In criminal law there’s meant to be a presumption of innocence and the burden of proof is supposed to be on the prosecution… the basic rational behind this is that it is difficult for the accused to prove a negative. Where things go wrong is when, due to political interference in the justice system, there’s a presumption of guilt. This is the case for domestic abuse allegations where there’s rarely any hard evidence and I’ve been told the same applies for sexual offences where it is one word against another and, again so I’ve been told, racial cases where it is one word against another. Many of these types of cases are heard in the magistrate’s courts; you might have a better chance in a crown court with a commonsensical Jury but the government/judiciary have limited the access to crown courts.
The Police, Magistrates and District Judges are subject to political conditioning and are indoctrinated to take positive action on political hot buttons such as those mentioned above. The conviction rates in magistrates courts are very high, 80% or 90% I believe, so in the majority of cases you’re really only there for sentencing whether you plead guilty or not. Magistrates and District Judges work on the principle that the Police don’t lie or confer when writing statements, they also work on the principle that a woman only makes a domestic abuse complaint if she’s already suffered something like 17 previous incidents of domestic abuse/violence?!!?
Non-molestation orders are issued like sweets in the civil courts, so there’s also a major problem of people being convicted for doing something that in normal circumstances would not be considered criminal behaviour e.g. talking. This is the end result of making a breach of a non-mol a criminal offence rather than a civil offence, even though the non-mol was secured in the civil courts with no evidence of abuse required. In my case the district judge wouldn’t even consider a not guilty plea based on a defence of reasonable excuse as I had admitted speaking to my ex. However, It’s hard to see how I could put forward a defence of reasonable excuse without admitting speaking to my ex !!??!!
Our justice system is not what many people think it is, you need to experience it to understand how dangerously fallible it actually is.

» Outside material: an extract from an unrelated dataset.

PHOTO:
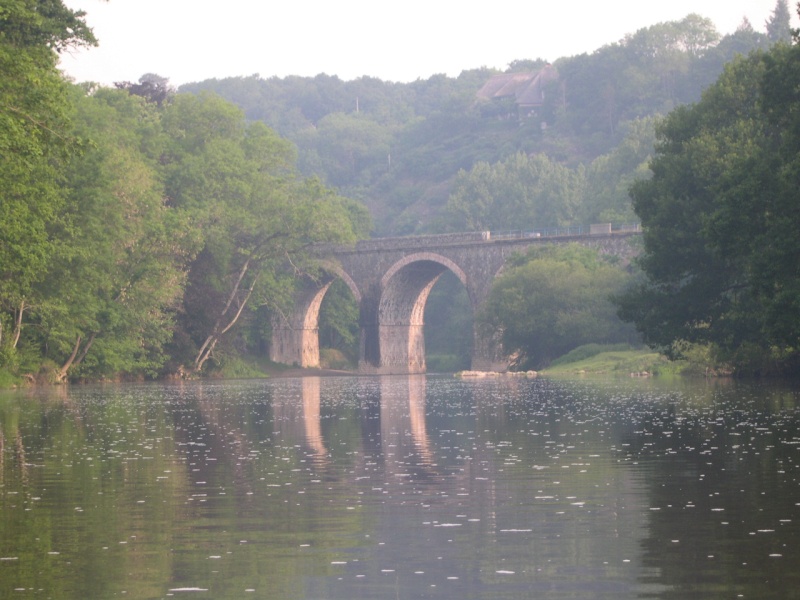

Jyezi - October 30, 2014 at 8:44pm

My Mini Thesis on The Family Law and Courts.. ” The Adversity”
My Philosophy and Social Psychological understanding….
OF:
The Intertwined Laws of how Family Courts operate ( in my opinion based on research )
Being:
Criminal Justice, Children’s Act ( Family Law) Maritime Law and Common Law.
In relation to: Crime, Children’s best interests, Ownership, and Property Rights.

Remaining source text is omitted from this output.